Any passenger ever stuck aboard a jet sitting on a tarmac for five hours no doubt cheered when the U.S. Department of Transportation (DOT) decreed that airlines could no longer hold passengers hostage. Now airlines whose jets are stuck on the runway for longer than two hours must provide water; at the three-hour mark, the airlines have to allow passengers to disembark or face fines of $27,500 per head.

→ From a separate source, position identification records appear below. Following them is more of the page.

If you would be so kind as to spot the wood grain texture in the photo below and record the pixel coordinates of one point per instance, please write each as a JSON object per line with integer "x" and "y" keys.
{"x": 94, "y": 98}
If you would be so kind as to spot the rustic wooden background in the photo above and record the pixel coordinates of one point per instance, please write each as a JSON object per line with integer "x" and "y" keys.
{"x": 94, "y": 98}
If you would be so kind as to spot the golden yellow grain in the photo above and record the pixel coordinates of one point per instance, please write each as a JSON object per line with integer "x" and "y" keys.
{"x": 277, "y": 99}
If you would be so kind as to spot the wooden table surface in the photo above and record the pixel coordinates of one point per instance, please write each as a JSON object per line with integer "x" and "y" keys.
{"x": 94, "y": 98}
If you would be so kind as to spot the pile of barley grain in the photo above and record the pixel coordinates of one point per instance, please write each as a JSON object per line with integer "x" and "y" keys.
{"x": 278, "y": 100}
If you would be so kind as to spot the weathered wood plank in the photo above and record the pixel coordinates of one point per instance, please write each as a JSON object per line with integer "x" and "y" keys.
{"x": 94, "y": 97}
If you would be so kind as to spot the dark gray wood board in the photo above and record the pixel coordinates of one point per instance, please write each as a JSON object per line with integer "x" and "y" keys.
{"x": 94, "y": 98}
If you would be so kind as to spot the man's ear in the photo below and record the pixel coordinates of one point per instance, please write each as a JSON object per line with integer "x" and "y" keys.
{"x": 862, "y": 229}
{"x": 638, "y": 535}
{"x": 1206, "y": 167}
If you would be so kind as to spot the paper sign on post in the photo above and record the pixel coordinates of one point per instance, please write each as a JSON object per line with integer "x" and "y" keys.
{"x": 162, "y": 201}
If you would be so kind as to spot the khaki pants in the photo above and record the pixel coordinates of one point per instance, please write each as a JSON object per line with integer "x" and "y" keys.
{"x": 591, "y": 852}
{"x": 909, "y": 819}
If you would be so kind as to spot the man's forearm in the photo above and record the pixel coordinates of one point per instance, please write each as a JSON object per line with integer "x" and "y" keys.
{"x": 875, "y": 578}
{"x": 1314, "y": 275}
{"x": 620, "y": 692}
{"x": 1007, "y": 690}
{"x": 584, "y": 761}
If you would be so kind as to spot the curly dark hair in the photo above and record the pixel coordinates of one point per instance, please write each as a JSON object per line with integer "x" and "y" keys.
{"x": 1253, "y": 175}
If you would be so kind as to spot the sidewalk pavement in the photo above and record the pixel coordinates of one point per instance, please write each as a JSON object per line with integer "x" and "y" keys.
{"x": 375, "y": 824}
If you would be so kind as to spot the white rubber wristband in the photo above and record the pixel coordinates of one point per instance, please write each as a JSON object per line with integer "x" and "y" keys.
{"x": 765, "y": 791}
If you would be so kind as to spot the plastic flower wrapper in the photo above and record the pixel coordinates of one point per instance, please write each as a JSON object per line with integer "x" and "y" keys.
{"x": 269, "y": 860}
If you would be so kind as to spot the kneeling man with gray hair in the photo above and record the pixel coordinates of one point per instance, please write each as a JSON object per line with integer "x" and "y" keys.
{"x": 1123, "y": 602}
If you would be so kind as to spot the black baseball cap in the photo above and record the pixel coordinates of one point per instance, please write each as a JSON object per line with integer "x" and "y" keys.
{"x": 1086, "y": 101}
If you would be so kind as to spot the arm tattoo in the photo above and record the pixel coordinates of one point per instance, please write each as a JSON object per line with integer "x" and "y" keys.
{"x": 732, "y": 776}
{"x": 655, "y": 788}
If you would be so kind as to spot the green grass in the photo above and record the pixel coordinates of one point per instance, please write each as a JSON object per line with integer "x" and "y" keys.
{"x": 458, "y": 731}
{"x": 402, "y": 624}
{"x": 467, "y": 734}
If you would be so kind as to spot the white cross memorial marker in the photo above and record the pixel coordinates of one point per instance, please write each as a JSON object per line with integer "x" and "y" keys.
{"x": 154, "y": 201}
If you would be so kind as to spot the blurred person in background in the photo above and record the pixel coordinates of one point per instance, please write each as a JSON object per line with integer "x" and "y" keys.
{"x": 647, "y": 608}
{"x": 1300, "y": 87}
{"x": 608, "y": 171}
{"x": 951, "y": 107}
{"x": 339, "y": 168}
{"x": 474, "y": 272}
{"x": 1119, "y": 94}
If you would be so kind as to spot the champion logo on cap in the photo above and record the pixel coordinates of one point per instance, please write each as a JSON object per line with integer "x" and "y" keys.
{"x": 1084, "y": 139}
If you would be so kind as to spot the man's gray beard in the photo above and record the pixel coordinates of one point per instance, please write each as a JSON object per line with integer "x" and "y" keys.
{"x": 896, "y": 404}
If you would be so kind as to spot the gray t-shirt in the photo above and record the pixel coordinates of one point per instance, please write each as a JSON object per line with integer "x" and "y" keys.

The airlines were unhappy with the new rules and warned that cancellations would increase as a result. That's exactly what is happening, according to a report by Darryl Jenkins, of TheAirlineZone.com, and Joshua Marks, of Marks Aviation, in conjunction with George Washington University. The aviation experts say flight cancellations in May were up 40% over those in May 2009. And with planes flying full, passengers on those canceled flights often can't secure a replacement flight until 12 to 48 hours later. The DOT disputes the significance of the report, saying it is misleading to reach conclusions based on only one month's worth of data.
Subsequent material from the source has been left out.